The goals of pharmacotherapy are to improve the digestion and absorption of nutrients, to reduce morbidity, and to prevent complications.

Class Summary

Pancreatic enzyme products (PEPs) are a combination of porcine-derived amylases, lipases and proteases and are used to treat exocrine pancreatic insufficiency (EPI). They mimic digestive enzymes secreted by the pancreas and act in the duodenum and proximal small intestine. They catalyze the hydrolysis of starches into dextrins and short-chain sugars such as maltose and maltriose; fats into monoglycerides, glycerol, and free fatty acids; and proteins into peptides and amino acids.

Creon, Pancreaze, Pertzye, Ultresa, Viokace, Zenpep are the only PEPs that have been approved by the US Food and Drug Administration (FDA) for marketing in the United States.[47, 48]

Pancrelipase (Creon, Pancreaze, Pertzye, Ultresa, Viokace, Zenpep)

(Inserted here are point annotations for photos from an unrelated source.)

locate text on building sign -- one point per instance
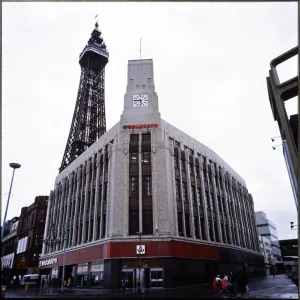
(48, 262)
(140, 126)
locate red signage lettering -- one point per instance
(140, 126)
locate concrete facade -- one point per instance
(145, 171)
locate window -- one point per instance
(147, 185)
(182, 166)
(176, 164)
(184, 192)
(187, 225)
(133, 186)
(133, 158)
(147, 222)
(180, 224)
(146, 158)
(177, 184)
(194, 199)
(199, 195)
(133, 222)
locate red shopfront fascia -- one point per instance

With the exception of Viokace, all PEPs have enteric coatings and are used to treat EPI due to cystic fibrosis or other conditions. Viokace is used in combination with a proton pump inhibitor to treat pancreatic insufficiency due to chronic pancreatitis or pancreatectomy.

The PEPs are not interchangeable. When a patient is switched to a new PEP, the dose must be started at a similar amount of lipase units and then titrated according to patient response. It may take 1-2 weeks for the patient to adjust to new PEP dose, which can vary.